655 F. Supp. 72 | E.D. Mo. | 1986

MEMORANDUM

MEREDITH, District Judge.

This matter is before the Court upon plaintiff’s motion for summary judgment pursuant to Rule 56 of the Federal Rules of Civil Procedure and defendant’s motion to dismiss pursuant to Rule 12 of the Federal Rules of Civil Procedure. For the reasons set forth below, both motions will be denied.

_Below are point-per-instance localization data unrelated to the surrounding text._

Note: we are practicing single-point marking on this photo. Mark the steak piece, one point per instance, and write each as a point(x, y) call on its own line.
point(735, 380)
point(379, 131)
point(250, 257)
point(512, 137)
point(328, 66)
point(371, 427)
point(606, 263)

The relevant facts are as follows. Plaintiff hospital seeks reimbursement for the part of its medical malpractice insurance attributable to Medicare patients for cost years 1980 and 1981. See 42 U.S.C. § 1395 et seq. (1982). Prior to the decision in Menorah Medical Center v. Heckler, 768 F.2d 292 (8th Cir.1985), health care providers were reimbursed for medical malpractice insurance costs attributable to Medicare patients according to the Malpractice Rule, 42 C.F.R. § 405.452(b)(1)(ii) (1982). In Menorah, the Eighth Circuit Court of Appeals invalidated the Malpractice Rule and ruled that “prior regulations remain valid until replaced by a valid regulation or invalidated by a court.” Menorah Medical Center, 768 F.2d at 297. On April 1, 1986, the Secretary of Health and Human Services promulgated a new regulation to govern reimbursement for malpractice insurance costs. See 51 Fed.Reg. 11142 (April 1, 1986) (to be codified at 42 C.F.R. Part 405) (interim final rule). The regulations are effective May 1, 1986, but apply to reporting periods beginning on or after July 1, 1979. Plaintiff claims that it must be reimbursed according to the regulations in effect prior to the Malpractice Rule. Defendant contends that the new regulations apply-

It is clear from Menorah, that the preMalpractice Rule regulations were to control until a new regulation was promulgated. Under these facts, the new regulations, 51 Fed.Reg. 11142 (April 1, 1986) (to be codified at 42 C.F.R. Part 405) (interim final rule), apply to the reimbursement in this case. Consequently, this case will be remanded to the Secretary.for further proceedings and plaintiff is free to pursue its administrative and judicial appeal options on any final decisions concerning the application of the new regulations. See Richardson v. Wright, 405 U.S. 208, 92 S.Ct. 788, 31 L.Ed.2d 151 (1972), reh’g denied, 405 U.S. 1033, 92 S.Ct. 1296, 31 L.Ed.2d 490 (1972) and Relf v. Weinberger, 565 F.2d 722, 727 (D.C.Cir.1977).